Внутри было темно и прохладно, пахло прокисшим пивом и застоявшимся табачным дымом. Пол был посыпан опилками. Вдоль одной стены тянулась стойка, у другой стояли четыре покрытых зеленым сукном стола. Знакомые картины на стенах. Над стойкой в тяжеловесной золоченой раме, представлявшей путаницу из фруктов и музыкальных инструментов, висело огромное закопченное полотно — женщина, давно уже не девочка, с большим животом, широкобедрая и грудастая, разлеглась на кушетке, притворяясь, что играет с какой-то птицей, сидевшей у нее на руке, на самом же деле завлекая мужчину, подкрадывавшегося к ней из глубины комнаты, где сгустилась такая тьма, что видна была лишь его бледная, с кулачок, физиономия. У женщины между ногами была перекинута голубая тряпка, прикрывающая одно бедро. Я заходил как-то за стойку и знал, что к раме прикреплена небольшая медная табличка, сухо уведомляющая, что картина называется «Женщина с попугаем». Кэнби же называл ее «Шлюха к услугам». На противоположной стене висела пожелтевшая литография величиной с географическую карту, изображавшая прием в гостинице «Кристалл» в городе Вирджиния.

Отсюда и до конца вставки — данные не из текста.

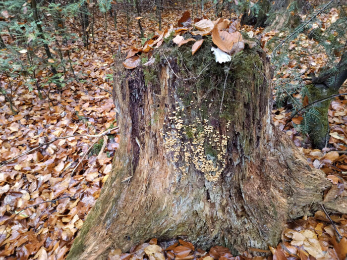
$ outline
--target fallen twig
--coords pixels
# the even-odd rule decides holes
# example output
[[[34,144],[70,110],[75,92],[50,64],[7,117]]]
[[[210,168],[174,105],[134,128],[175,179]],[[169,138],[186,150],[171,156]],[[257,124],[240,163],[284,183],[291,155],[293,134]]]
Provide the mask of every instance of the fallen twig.
[[[338,242],[340,242],[340,241],[341,239],[342,239],[342,237],[343,237],[342,236],[339,232],[339,230],[338,230],[338,229],[336,228],[336,226],[335,226],[335,223],[334,223],[334,221],[333,221],[332,219],[330,218],[330,216],[329,216],[329,214],[328,214],[327,210],[325,209],[325,207],[324,207],[324,205],[323,205],[323,204],[321,204],[321,207],[322,207],[322,209],[323,209],[323,211],[324,211],[324,213],[327,216],[327,217],[328,218],[329,218],[329,220],[330,221],[330,223],[331,223],[331,224],[333,226],[333,227],[335,230],[335,232],[338,234],[338,236],[339,236],[339,241]]]
[[[296,30],[295,30],[294,32],[291,33],[290,34],[289,34],[285,40],[282,41],[281,43],[279,44],[277,46],[276,46],[275,49],[274,49],[274,51],[272,51],[272,53],[271,53],[271,58],[270,59],[270,61],[272,61],[272,58],[274,56],[274,54],[275,53],[275,52],[278,49],[279,49],[280,47],[281,47],[283,44],[288,41],[288,40],[290,39],[291,37],[294,36],[298,32],[300,32],[301,30],[302,30],[305,27],[310,23],[311,22],[312,22],[315,18],[317,17],[318,15],[320,14],[321,13],[324,12],[327,8],[330,5],[331,3],[332,3],[334,1],[334,0],[331,0],[328,3],[327,3],[325,5],[324,5],[322,9],[321,9],[319,11],[317,12],[316,13],[314,14],[311,18],[308,20],[306,22],[305,22],[304,24],[303,24],[302,25],[300,26],[298,28],[297,28]],[[278,40],[278,39],[277,39]]]
[[[14,160],[18,159],[20,157],[21,157],[23,156],[25,156],[26,155],[27,155],[28,154],[30,154],[30,153],[35,151],[41,147],[45,146],[45,145],[50,145],[52,144],[52,143],[56,142],[57,140],[58,140],[60,139],[64,139],[66,138],[69,138],[70,137],[81,137],[81,136],[87,136],[88,137],[101,137],[105,135],[108,135],[111,132],[115,131],[115,130],[119,130],[119,126],[117,126],[116,127],[114,127],[113,128],[112,128],[111,129],[108,129],[106,131],[104,131],[104,132],[102,133],[101,134],[99,134],[99,135],[87,135],[87,134],[79,134],[79,135],[68,135],[66,136],[61,136],[59,137],[57,137],[56,138],[55,138],[54,139],[51,140],[49,142],[47,142],[46,143],[44,143],[44,144],[41,144],[39,146],[37,147],[35,147],[35,148],[33,148],[32,149],[31,149],[29,151],[27,151],[24,153],[23,153],[22,154],[21,154],[20,155],[17,156],[15,156],[14,158],[12,158],[12,159],[9,159],[8,160],[6,160],[3,161],[1,161],[0,163],[0,168],[2,167],[3,165],[5,164],[7,164],[9,162],[11,162],[11,161],[14,161]]]
[[[316,104],[318,104],[318,103],[321,103],[321,102],[324,102],[324,101],[326,101],[327,100],[329,100],[330,99],[333,99],[334,98],[336,98],[336,97],[339,97],[340,96],[344,96],[344,95],[347,95],[347,93],[341,93],[339,94],[333,95],[330,96],[329,97],[327,97],[327,98],[324,98],[324,99],[316,100],[316,101],[312,102],[311,104],[308,104],[307,105],[305,105],[303,107],[298,110],[296,112],[295,112],[295,113],[293,115],[290,116],[290,118],[289,118],[289,119],[288,119],[288,120],[286,123],[286,124],[283,127],[283,129],[284,130],[284,129],[287,126],[287,125],[288,124],[288,123],[290,122],[291,121],[291,119],[292,119],[294,118],[294,117],[295,115],[296,115],[297,114],[298,114],[301,111],[302,111],[303,110],[305,110],[306,108],[308,108],[310,107],[311,106],[312,106],[312,105]]]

Президент Грант, сенаторы, генералы, издатели газет и прочие именитые личности расставлены так, чтоб каждого можно рассмотреть во весь рост. Все пронумерованы, а из перечня внизу можно узнать, кто они такие. Висели еще цветастая раскрашенная гравюра с роскошной индейской принцессой у водопада, потом большая картина маслом — подъезжающий к остановке дилижанс, лошади все сытые, толстобрюхие, с короткими тоненькими ножками, бегущие все в ногу, почему-то над землей, и еще овальная картина углем, изображающая три лошадиные морды, белые, с безумными глазами и развевающимися гривами.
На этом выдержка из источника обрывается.